Question 12.4: Compute the magnitude of the maximum longitudinal, hoop, and...

Objective Compute the maximum stresses and specify a material.

Given Pressure = p = 69 MPa; D_{o} = 200 mm; D_{i} = 160 mm

Analysis Use Procedure C from this section.

Results  Step 1. D_{m} = (D_{o} + D_{i} )/2 = (200 + 160)/2 = 180 mm

Step 2. t = (D_{o} + D_{i} )/2 = (200 – 160)/2 = 20 mm

D_{m}/t = 180/20 = 9.0 Because D_{m}/t < 20, cylinder is thick.

Step 3. This step does not apply. Cylinder is thick.
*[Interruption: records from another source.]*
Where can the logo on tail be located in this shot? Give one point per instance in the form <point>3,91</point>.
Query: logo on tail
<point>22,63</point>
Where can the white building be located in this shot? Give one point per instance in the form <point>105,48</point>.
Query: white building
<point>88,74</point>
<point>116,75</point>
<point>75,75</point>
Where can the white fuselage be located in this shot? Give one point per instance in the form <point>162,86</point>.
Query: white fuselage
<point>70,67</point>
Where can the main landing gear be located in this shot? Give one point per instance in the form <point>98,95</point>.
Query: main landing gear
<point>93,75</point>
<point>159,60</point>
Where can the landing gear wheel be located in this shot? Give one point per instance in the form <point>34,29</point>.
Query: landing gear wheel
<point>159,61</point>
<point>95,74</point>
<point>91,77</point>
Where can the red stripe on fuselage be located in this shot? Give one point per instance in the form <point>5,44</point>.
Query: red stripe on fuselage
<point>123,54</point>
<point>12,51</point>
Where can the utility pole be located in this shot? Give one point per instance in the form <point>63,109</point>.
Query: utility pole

Step 4. Use equations from Table 12–1.

a = D_{i}/2 = 160 mm/2 = 80 mm

b = D_{o}/2 = 200 mm/2 = 100 mm

Hoop stress = \sigma_{1} = \frac{p(b^{2} + a^{2})}{b^{2} – a^{2}} = \frac{69  MPa(100^{2} + 80^{2})mm^{2}}{(100^{2} – 80^{2})mm^{2}} = 314.3   MPa

Longitudinal stress = \sigma_{2} = \frac{p a^{2}}{b^{2} – a^{2}} = \frac{69  MPa(80^{2}  mm)^{2}}{(100^{2} – 80^{2})mm^{2}} = 122.7 MPa

Radial stress = \sigma_{3} = -p = -69 MPa

All three stresses are a maximum at the inner surface of the cylinder.

Step 5. Let the design stress = σ_{d} = s_{y} /4.

Step 6. The maximum stress is the hoop stress, \sigma_{1} = 314.3 MPa. Then the required yield strength for the material is

s_{y} = N( \sigma_{2}) = 4(314.3 MPa) = 1257 MPa

Step 7. From Appendix A–10, we can specify SAE 4140 OQT 700 steel that has a yield strength of 1462 MPa.